Grunter wrote down two numbers on a piece of paper, stood, tossed the paper on top of the money. ‘The first one is the number of Mister Hanekom in the Congo. The other’s mine.’
‘Hang on.’ I said, stepping to block the door. ‘What about Mossad?’
‘As long as you’re with us you’re safe from them.’
‘And the Russians?’
‘You sure make some interesting enemies. They’re not in our jurisdiction. You’re on your own there buddy.’
Nice!
Chapter 28
When the door closed behind Bob Grunter, I looked across at Martina.

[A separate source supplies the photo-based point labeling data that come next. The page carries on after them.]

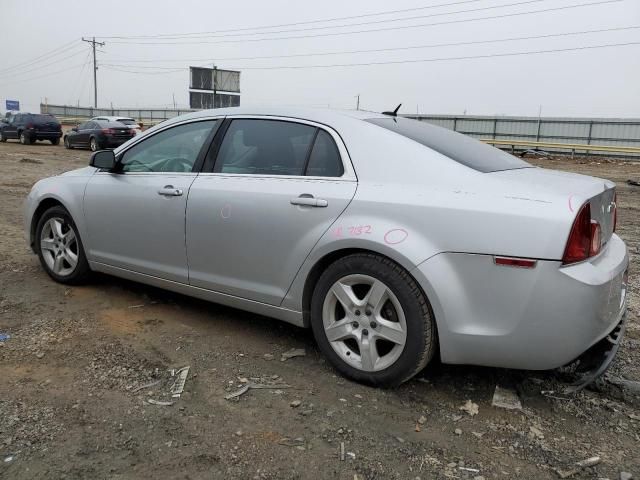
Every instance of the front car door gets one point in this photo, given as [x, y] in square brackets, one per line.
[276, 187]
[136, 216]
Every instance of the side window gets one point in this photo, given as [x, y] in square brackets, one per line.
[264, 147]
[173, 150]
[325, 158]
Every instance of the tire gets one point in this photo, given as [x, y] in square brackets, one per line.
[402, 314]
[62, 270]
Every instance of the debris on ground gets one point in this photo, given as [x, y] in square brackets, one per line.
[159, 402]
[470, 470]
[470, 407]
[628, 384]
[589, 462]
[535, 432]
[178, 385]
[146, 385]
[294, 352]
[506, 398]
[249, 386]
[292, 442]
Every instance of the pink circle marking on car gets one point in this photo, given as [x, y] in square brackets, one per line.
[395, 236]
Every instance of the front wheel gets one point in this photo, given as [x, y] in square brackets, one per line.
[60, 248]
[372, 320]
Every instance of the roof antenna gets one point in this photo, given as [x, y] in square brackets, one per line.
[394, 113]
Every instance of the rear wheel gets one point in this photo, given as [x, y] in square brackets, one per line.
[59, 247]
[372, 321]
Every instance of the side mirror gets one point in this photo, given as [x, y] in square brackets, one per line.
[104, 159]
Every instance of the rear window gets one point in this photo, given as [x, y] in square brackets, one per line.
[38, 118]
[460, 148]
[109, 124]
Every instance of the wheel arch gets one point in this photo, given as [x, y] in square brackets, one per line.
[320, 266]
[44, 205]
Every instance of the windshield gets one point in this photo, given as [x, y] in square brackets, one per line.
[460, 148]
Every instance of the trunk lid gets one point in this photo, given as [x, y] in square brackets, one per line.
[572, 189]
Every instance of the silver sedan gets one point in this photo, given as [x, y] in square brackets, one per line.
[393, 239]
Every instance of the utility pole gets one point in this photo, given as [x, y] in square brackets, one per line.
[95, 69]
[215, 85]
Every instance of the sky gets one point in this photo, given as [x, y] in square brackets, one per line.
[385, 52]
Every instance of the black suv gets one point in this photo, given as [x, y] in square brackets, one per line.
[29, 127]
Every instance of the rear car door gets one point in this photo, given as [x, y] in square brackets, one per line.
[254, 218]
[136, 217]
[11, 130]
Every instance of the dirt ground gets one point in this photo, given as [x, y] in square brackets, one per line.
[72, 406]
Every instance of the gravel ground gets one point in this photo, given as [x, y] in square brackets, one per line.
[82, 364]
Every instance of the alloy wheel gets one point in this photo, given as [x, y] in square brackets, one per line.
[364, 322]
[59, 246]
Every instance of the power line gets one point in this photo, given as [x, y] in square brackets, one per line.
[374, 22]
[373, 50]
[400, 27]
[387, 12]
[424, 60]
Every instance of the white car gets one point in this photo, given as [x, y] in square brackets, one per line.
[129, 122]
[394, 240]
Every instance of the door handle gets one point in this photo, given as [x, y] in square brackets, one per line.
[309, 201]
[169, 191]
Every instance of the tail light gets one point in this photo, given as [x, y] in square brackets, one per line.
[585, 238]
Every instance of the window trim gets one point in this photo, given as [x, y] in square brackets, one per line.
[348, 174]
[197, 166]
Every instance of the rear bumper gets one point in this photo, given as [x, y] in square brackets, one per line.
[110, 142]
[38, 135]
[536, 319]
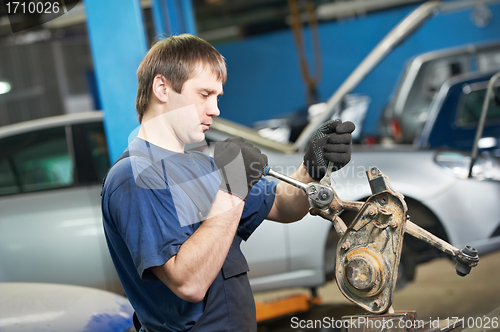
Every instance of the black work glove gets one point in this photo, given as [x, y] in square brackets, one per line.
[331, 142]
[241, 165]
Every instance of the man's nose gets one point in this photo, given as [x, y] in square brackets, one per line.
[213, 110]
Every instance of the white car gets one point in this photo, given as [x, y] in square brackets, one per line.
[47, 307]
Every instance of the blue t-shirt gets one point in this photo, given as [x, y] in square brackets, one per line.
[152, 202]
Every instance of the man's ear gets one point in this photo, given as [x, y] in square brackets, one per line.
[161, 87]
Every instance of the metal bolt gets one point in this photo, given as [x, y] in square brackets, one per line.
[378, 303]
[312, 190]
[345, 245]
[372, 211]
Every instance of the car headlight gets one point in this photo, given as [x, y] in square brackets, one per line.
[485, 168]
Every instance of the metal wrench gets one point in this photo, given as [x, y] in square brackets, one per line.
[319, 195]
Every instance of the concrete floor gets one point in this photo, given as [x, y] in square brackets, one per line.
[436, 293]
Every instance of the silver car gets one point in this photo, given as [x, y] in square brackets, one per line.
[51, 228]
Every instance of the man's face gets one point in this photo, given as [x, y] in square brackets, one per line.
[194, 108]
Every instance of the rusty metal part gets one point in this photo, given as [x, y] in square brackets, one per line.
[399, 321]
[369, 250]
[366, 273]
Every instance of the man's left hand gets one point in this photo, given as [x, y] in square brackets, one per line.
[330, 143]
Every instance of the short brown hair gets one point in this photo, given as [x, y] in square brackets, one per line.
[176, 58]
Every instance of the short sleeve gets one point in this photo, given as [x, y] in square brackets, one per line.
[257, 206]
[146, 219]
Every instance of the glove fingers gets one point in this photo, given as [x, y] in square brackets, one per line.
[338, 158]
[339, 139]
[345, 128]
[341, 148]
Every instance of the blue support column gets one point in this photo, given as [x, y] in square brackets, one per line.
[118, 42]
[173, 17]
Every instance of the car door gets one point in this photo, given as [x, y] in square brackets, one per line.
[49, 231]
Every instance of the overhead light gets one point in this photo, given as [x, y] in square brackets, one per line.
[4, 87]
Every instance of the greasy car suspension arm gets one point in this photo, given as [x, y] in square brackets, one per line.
[369, 250]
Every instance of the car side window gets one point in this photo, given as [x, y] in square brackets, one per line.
[472, 106]
[91, 152]
[35, 161]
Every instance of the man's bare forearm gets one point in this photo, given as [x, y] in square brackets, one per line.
[190, 273]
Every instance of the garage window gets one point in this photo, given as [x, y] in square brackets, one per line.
[472, 105]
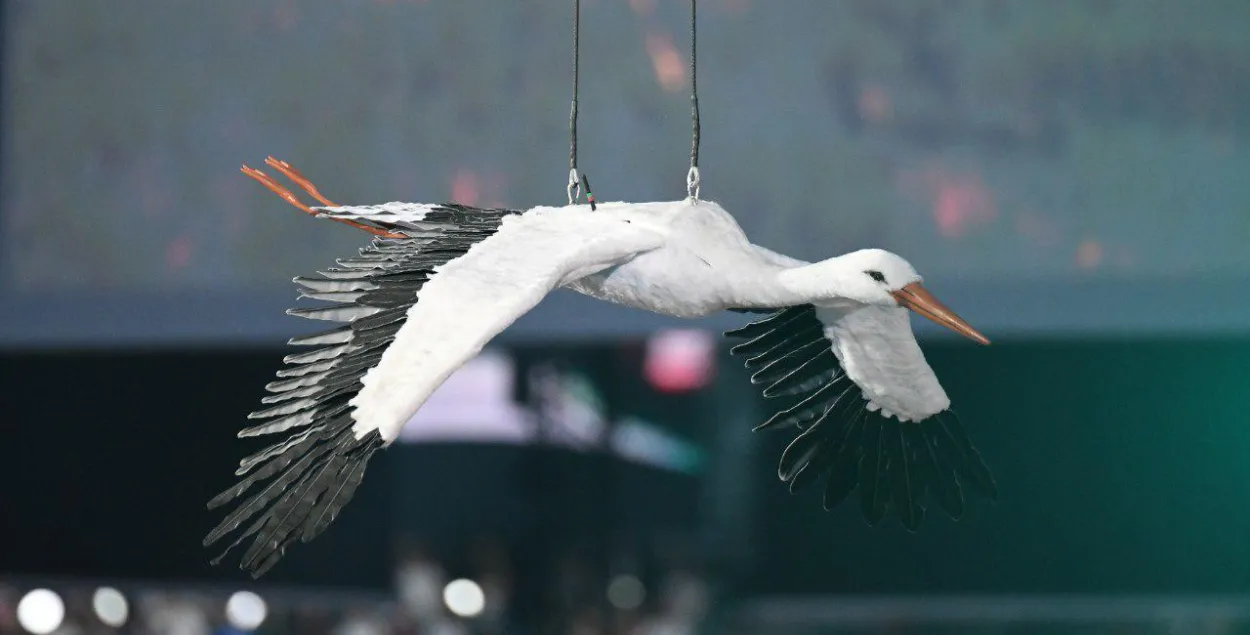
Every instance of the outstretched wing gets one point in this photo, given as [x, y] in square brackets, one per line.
[414, 309]
[869, 411]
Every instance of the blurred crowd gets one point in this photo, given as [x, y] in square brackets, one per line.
[425, 600]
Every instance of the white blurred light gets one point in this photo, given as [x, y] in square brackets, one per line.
[110, 606]
[464, 598]
[40, 611]
[245, 610]
[626, 593]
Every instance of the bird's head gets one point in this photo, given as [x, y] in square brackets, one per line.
[874, 276]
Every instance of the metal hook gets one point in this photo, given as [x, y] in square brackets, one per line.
[574, 185]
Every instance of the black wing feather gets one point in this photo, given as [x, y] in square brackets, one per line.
[894, 465]
[303, 481]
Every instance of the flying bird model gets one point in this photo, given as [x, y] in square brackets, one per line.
[439, 281]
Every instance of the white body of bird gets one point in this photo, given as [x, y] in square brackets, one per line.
[443, 280]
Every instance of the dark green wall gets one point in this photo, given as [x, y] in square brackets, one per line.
[1123, 466]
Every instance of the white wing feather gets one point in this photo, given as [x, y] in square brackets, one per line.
[478, 295]
[880, 355]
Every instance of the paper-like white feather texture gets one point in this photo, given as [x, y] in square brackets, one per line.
[475, 296]
[879, 353]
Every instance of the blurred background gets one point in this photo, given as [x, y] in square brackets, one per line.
[1073, 176]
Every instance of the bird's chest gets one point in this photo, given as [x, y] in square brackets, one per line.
[669, 281]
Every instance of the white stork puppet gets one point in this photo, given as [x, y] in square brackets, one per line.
[439, 281]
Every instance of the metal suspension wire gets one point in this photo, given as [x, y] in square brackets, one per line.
[574, 188]
[693, 175]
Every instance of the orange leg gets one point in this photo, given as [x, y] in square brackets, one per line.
[293, 174]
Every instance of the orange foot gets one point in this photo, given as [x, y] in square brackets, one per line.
[293, 174]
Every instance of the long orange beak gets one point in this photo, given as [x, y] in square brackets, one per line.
[916, 298]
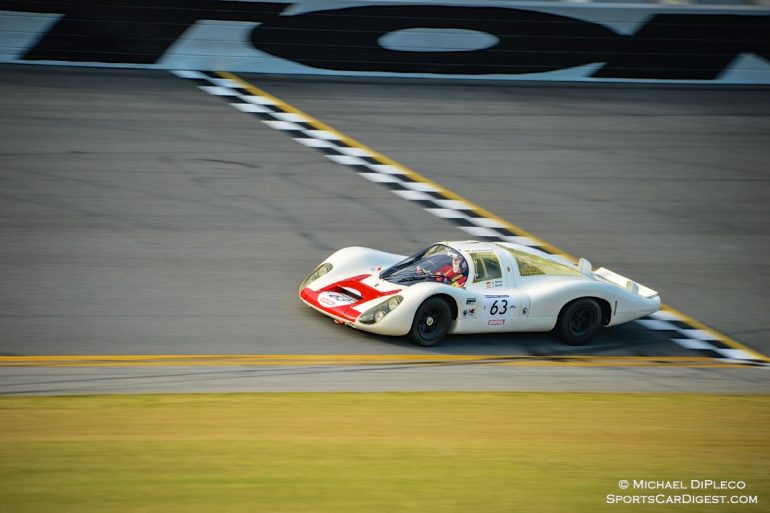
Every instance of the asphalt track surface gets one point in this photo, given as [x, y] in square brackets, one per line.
[140, 216]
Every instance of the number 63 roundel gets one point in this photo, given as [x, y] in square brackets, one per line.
[498, 307]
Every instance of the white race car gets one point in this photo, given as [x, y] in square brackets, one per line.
[472, 287]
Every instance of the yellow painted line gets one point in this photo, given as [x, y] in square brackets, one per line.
[352, 360]
[476, 208]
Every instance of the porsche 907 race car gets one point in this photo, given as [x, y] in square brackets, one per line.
[472, 287]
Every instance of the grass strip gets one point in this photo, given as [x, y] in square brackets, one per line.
[376, 452]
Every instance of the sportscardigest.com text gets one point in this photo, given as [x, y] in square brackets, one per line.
[693, 491]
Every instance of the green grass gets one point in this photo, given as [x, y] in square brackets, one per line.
[373, 452]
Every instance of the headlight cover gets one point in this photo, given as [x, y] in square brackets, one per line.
[379, 312]
[317, 273]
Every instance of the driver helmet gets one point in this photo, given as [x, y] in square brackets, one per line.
[457, 261]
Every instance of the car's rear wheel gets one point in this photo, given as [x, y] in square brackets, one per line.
[579, 321]
[431, 322]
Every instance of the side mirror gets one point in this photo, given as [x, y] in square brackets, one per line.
[584, 266]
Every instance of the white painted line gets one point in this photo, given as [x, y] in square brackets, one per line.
[689, 343]
[314, 143]
[653, 324]
[413, 195]
[282, 125]
[699, 334]
[446, 213]
[251, 108]
[379, 177]
[525, 241]
[219, 91]
[346, 160]
[420, 186]
[478, 231]
[458, 205]
[193, 75]
[735, 354]
[290, 116]
[323, 134]
[385, 168]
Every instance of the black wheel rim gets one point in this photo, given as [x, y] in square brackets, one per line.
[583, 321]
[431, 323]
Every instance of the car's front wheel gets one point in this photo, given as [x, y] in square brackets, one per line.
[431, 322]
[579, 321]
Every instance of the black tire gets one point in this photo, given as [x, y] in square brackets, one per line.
[431, 322]
[579, 321]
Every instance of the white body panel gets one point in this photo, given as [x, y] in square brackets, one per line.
[509, 303]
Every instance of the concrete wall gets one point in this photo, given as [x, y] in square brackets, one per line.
[503, 40]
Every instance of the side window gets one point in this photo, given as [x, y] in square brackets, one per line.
[487, 266]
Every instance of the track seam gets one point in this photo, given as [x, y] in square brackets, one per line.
[438, 201]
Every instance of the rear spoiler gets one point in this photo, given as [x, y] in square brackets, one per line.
[623, 282]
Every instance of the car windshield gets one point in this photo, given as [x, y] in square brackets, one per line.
[438, 263]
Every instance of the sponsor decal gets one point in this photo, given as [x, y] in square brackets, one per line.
[334, 299]
[498, 307]
[666, 46]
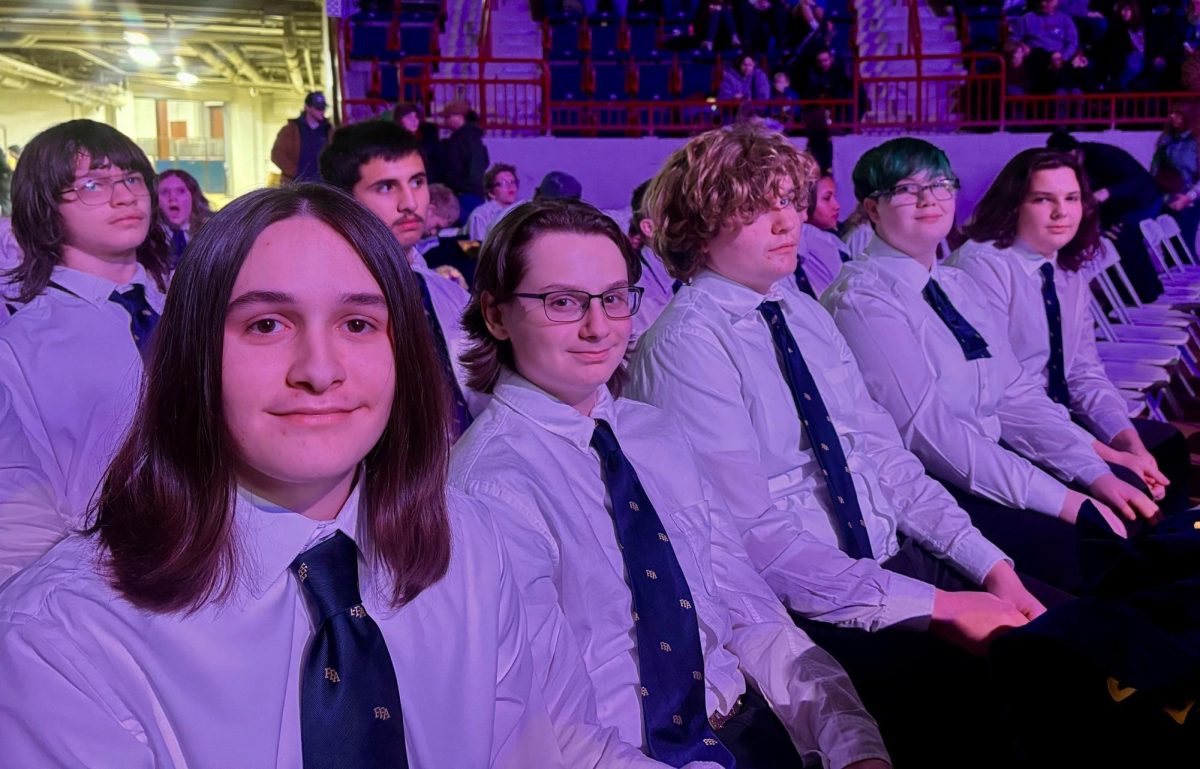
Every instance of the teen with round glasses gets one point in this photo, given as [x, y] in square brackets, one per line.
[1032, 236]
[936, 355]
[671, 637]
[87, 298]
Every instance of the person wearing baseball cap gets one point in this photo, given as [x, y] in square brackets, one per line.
[301, 139]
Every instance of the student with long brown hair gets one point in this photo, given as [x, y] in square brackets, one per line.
[87, 298]
[1032, 236]
[275, 574]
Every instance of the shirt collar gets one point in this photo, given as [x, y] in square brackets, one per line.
[551, 414]
[94, 288]
[1031, 260]
[733, 298]
[270, 536]
[899, 265]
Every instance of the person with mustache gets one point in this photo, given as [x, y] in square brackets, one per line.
[874, 558]
[85, 300]
[936, 355]
[381, 164]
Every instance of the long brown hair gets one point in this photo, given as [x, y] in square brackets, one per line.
[999, 211]
[166, 508]
[47, 167]
[502, 264]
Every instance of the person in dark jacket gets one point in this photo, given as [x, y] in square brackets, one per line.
[463, 156]
[300, 140]
[1127, 193]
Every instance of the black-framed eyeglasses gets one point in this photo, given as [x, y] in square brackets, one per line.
[100, 191]
[909, 193]
[568, 306]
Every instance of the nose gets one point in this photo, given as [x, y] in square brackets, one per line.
[317, 364]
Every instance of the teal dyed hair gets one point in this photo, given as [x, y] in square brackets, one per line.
[883, 167]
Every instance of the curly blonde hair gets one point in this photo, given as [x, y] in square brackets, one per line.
[723, 178]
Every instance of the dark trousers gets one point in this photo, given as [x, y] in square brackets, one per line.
[756, 737]
[1170, 451]
[935, 703]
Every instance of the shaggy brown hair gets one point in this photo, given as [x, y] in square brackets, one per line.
[723, 178]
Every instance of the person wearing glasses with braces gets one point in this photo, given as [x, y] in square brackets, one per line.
[671, 638]
[936, 354]
[85, 298]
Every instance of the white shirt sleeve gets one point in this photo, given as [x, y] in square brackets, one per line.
[691, 377]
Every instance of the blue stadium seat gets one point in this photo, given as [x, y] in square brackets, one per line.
[565, 80]
[605, 38]
[610, 80]
[653, 79]
[564, 40]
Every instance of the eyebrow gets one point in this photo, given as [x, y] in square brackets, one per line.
[281, 298]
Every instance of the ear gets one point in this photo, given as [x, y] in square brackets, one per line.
[871, 208]
[493, 316]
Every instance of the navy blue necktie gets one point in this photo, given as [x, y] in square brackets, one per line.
[670, 659]
[971, 341]
[802, 280]
[461, 413]
[1056, 383]
[143, 318]
[821, 432]
[349, 703]
[178, 242]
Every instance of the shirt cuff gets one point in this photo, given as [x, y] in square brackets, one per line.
[1047, 494]
[976, 557]
[909, 604]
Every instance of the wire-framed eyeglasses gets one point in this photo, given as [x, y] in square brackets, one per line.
[99, 191]
[909, 193]
[568, 306]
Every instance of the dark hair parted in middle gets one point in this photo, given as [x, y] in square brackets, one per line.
[357, 144]
[723, 178]
[166, 508]
[999, 211]
[502, 264]
[47, 167]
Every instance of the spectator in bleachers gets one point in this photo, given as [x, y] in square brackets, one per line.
[442, 246]
[719, 19]
[1176, 168]
[411, 116]
[502, 186]
[658, 286]
[1032, 235]
[742, 79]
[935, 354]
[1056, 62]
[275, 572]
[381, 164]
[463, 156]
[88, 295]
[821, 252]
[1129, 52]
[684, 650]
[183, 209]
[1127, 193]
[558, 184]
[300, 140]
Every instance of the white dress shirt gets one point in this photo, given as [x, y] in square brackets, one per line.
[657, 295]
[1011, 280]
[93, 680]
[558, 527]
[449, 301]
[72, 367]
[953, 413]
[820, 252]
[711, 361]
[31, 520]
[483, 216]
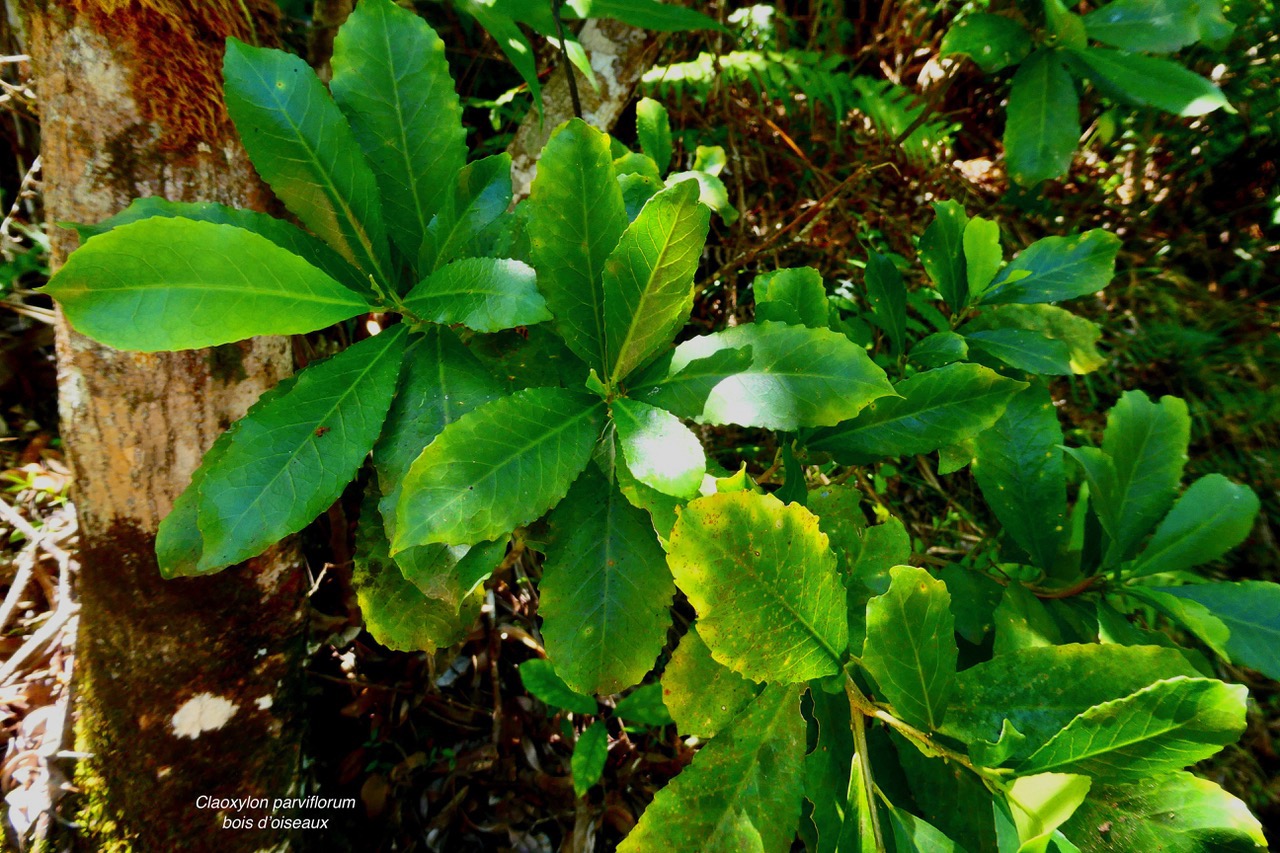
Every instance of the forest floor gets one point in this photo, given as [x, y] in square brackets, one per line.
[448, 752]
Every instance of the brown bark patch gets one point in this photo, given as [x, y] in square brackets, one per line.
[183, 97]
[201, 637]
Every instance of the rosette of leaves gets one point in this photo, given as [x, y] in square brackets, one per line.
[643, 174]
[611, 459]
[394, 220]
[1052, 53]
[1001, 328]
[1024, 749]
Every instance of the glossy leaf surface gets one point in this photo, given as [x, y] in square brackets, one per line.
[606, 589]
[497, 468]
[910, 646]
[741, 792]
[798, 377]
[481, 293]
[392, 82]
[302, 146]
[575, 219]
[1174, 812]
[1165, 726]
[1022, 474]
[1042, 121]
[935, 409]
[197, 284]
[648, 278]
[295, 456]
[1057, 268]
[659, 451]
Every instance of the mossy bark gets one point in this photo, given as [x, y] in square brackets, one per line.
[186, 687]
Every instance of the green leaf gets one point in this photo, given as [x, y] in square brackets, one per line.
[644, 706]
[1148, 26]
[1057, 268]
[827, 774]
[1020, 471]
[1041, 803]
[396, 611]
[284, 235]
[1173, 812]
[1251, 611]
[197, 284]
[659, 451]
[887, 296]
[590, 752]
[1191, 615]
[914, 834]
[440, 381]
[640, 164]
[606, 589]
[392, 82]
[1078, 334]
[798, 377]
[753, 566]
[644, 14]
[709, 159]
[1065, 27]
[540, 679]
[576, 217]
[982, 254]
[648, 281]
[940, 349]
[498, 468]
[1147, 445]
[178, 541]
[1023, 350]
[1210, 519]
[510, 40]
[956, 803]
[1165, 726]
[711, 191]
[910, 646]
[295, 456]
[636, 191]
[703, 696]
[991, 41]
[686, 392]
[942, 252]
[935, 409]
[1023, 621]
[653, 128]
[481, 293]
[795, 296]
[1043, 688]
[741, 792]
[1042, 121]
[302, 146]
[449, 573]
[478, 196]
[1148, 81]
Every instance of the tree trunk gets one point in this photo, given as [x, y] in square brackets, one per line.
[187, 688]
[620, 55]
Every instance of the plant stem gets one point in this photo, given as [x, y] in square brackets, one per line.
[864, 765]
[568, 65]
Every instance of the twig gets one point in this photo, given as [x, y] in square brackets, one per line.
[26, 564]
[568, 65]
[21, 524]
[17, 200]
[37, 641]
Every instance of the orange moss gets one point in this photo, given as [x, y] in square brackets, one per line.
[178, 82]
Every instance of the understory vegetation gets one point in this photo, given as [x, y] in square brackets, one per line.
[869, 442]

She was still standing next to the desk, arms crossed, glaring at Bob through the door.
I went over to her, put my arms around her. She wilted, held me, pushed her face into my neck.
‘You were brilliant.’ I said. ‘I think you scared the shit out of him.’
‘Co?’ She had no idea how scary she was.
‘Never mind. Let’s try to forget about this for a couple of days, go out for dinner, go gambling.’